Solférino : 24 juin 1859

Broché: 218 pages
Editeur : Librairie Académique Perrin (16 février 2012)
Langue : Français
ISBN-10: 226203706X
ISBN-13: 978-2262037062
Dimensions : 20 x 13,2 x 2,6 cm

 Solférino : 24 juin 1859

Le 24 juin 1859, à Solférino, en Italie septentrionale, l’armée franco-sarde emmenée par l’empereur Napoléon III battait l’armée autrichienne placée sous le commandement du tout jeune empereur François-Joseph. A cette époque, les nationalités commençaient tout juste à émerger ; l’Allemagne et l’Italie n’avaient pas encore réalisé leur unité. La guerre de ce temps-là oppose des empires. Elle a généralement lieu sur le sol européen. Plus tard, avec la colonisation, les conflits seront délocalisés outre-mer où l’on voudra se partager le monde à coups de zones d’influence. Sous ce regard, Solférino est une bataille importante car c’est elle qui marque le point de départ de l’unité italienne sous la prédominance de la Maison de Piémont – Savoie. Elle met en jeu des armements modernes : fusil à grande cadence de tir pour les Autrichiens, artillerie moderne chez les Français. Tactiquement, Solférino n’a rien à voir avec Austerlitz et Friedland. Le neveu est une bien pâle copie du grand oncle.
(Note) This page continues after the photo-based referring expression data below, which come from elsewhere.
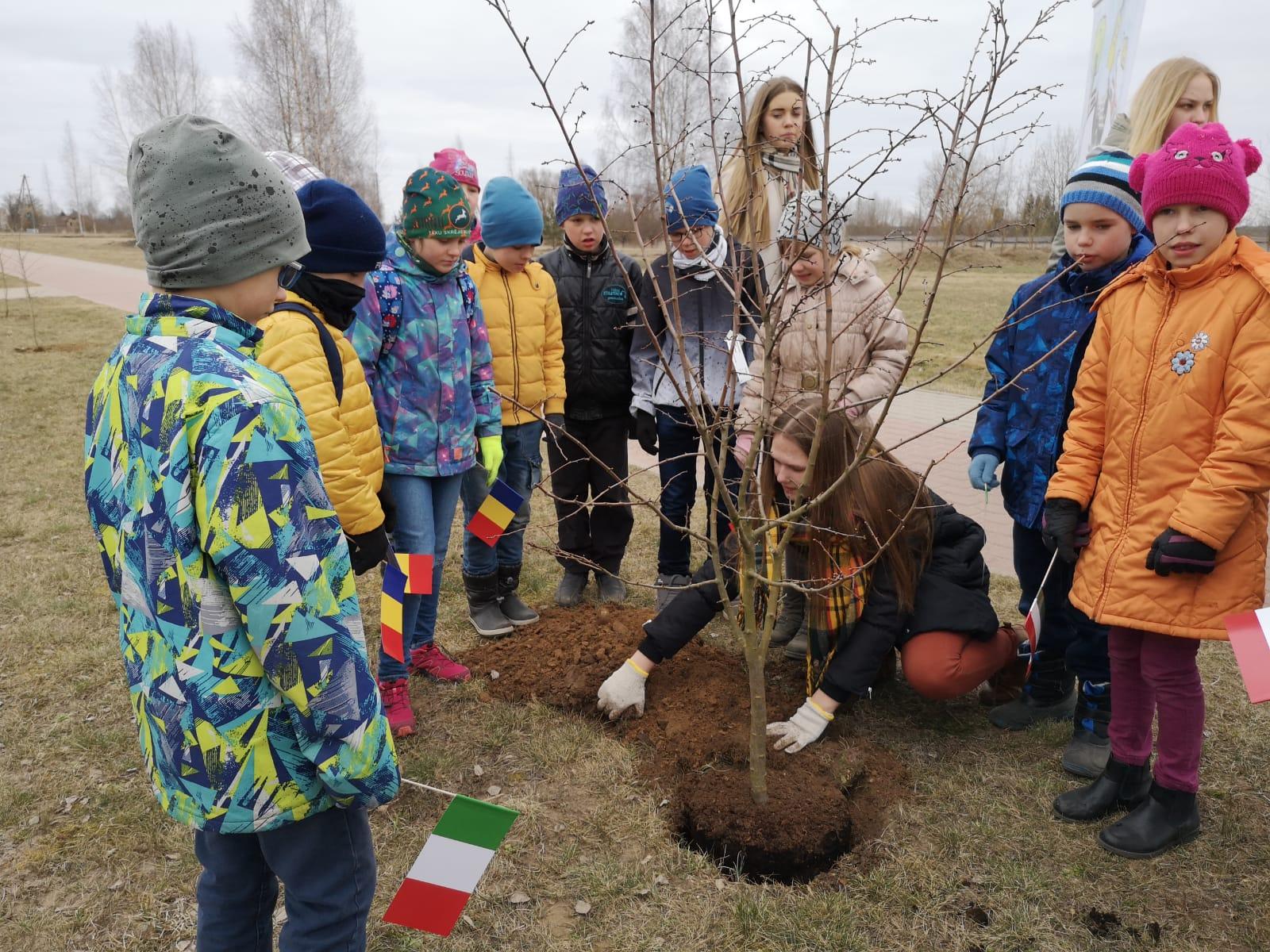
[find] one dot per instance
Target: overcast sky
(432, 79)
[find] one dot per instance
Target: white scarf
(704, 267)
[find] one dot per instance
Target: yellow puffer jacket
(1172, 429)
(347, 435)
(522, 315)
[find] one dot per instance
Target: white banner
(1117, 25)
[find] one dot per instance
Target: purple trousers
(1157, 674)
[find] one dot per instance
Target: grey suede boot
(483, 609)
(508, 602)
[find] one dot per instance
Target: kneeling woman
(926, 592)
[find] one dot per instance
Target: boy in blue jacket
(239, 625)
(1032, 367)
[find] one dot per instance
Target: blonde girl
(774, 162)
(1174, 93)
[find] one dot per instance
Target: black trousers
(592, 505)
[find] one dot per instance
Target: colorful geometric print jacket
(238, 617)
(1022, 420)
(435, 386)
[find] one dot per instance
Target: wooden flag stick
(425, 786)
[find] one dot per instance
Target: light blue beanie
(510, 215)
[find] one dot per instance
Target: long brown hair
(745, 183)
(880, 511)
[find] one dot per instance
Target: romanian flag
(1250, 638)
(450, 866)
(495, 513)
(418, 573)
(391, 609)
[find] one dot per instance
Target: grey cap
(207, 207)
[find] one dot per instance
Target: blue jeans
(1064, 631)
(522, 471)
(677, 446)
(327, 862)
(425, 511)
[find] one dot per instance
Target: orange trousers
(943, 664)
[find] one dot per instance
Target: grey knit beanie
(207, 207)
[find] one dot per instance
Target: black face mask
(334, 298)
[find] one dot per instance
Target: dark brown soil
(822, 801)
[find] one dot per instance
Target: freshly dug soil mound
(821, 801)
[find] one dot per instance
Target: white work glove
(806, 724)
(622, 691)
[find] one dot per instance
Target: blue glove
(983, 471)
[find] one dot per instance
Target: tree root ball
(798, 835)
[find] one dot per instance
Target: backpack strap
(391, 305)
(334, 365)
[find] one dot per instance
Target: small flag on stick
(418, 573)
(391, 611)
(451, 863)
(495, 513)
(1032, 624)
(1250, 638)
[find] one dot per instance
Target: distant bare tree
(1049, 163)
(690, 70)
(302, 88)
(79, 179)
(165, 79)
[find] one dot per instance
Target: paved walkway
(108, 285)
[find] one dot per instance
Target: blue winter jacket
(433, 384)
(1022, 419)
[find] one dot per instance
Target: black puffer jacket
(597, 313)
(952, 596)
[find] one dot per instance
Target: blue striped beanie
(1104, 179)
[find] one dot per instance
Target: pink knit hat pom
(1197, 165)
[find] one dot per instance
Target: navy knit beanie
(342, 230)
(510, 215)
(575, 194)
(689, 201)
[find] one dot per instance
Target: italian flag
(450, 866)
(1250, 638)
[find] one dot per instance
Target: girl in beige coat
(833, 330)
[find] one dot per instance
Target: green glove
(491, 457)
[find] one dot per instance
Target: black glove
(368, 550)
(1178, 552)
(1058, 527)
(645, 431)
(552, 428)
(389, 505)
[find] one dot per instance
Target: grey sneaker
(799, 645)
(613, 590)
(572, 589)
(667, 588)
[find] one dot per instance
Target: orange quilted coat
(1172, 428)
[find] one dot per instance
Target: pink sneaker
(431, 660)
(397, 704)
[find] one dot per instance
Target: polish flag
(1250, 638)
(452, 861)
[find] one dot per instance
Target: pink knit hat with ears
(1197, 165)
(457, 164)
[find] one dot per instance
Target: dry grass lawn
(971, 862)
(107, 249)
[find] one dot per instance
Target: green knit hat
(435, 206)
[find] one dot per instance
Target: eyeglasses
(290, 274)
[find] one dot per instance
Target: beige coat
(861, 330)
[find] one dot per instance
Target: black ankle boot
(1165, 819)
(508, 602)
(1119, 787)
La bataille de Solférino voit donc s’affronter deux énormes masses, front contre front, sans idée de manœuvre. Un tel affrontement ne peut que tourner à la boucherie. Le soir de la bataille,  un jeune Suisse du nom d’Henri Dunant parcourt, terrifié, le champ du massacre au milieu des cris de souffrance des blessés. Cette humanité à l’agonie ne peut être abandonnée sans soin : la Croix Rouge est née.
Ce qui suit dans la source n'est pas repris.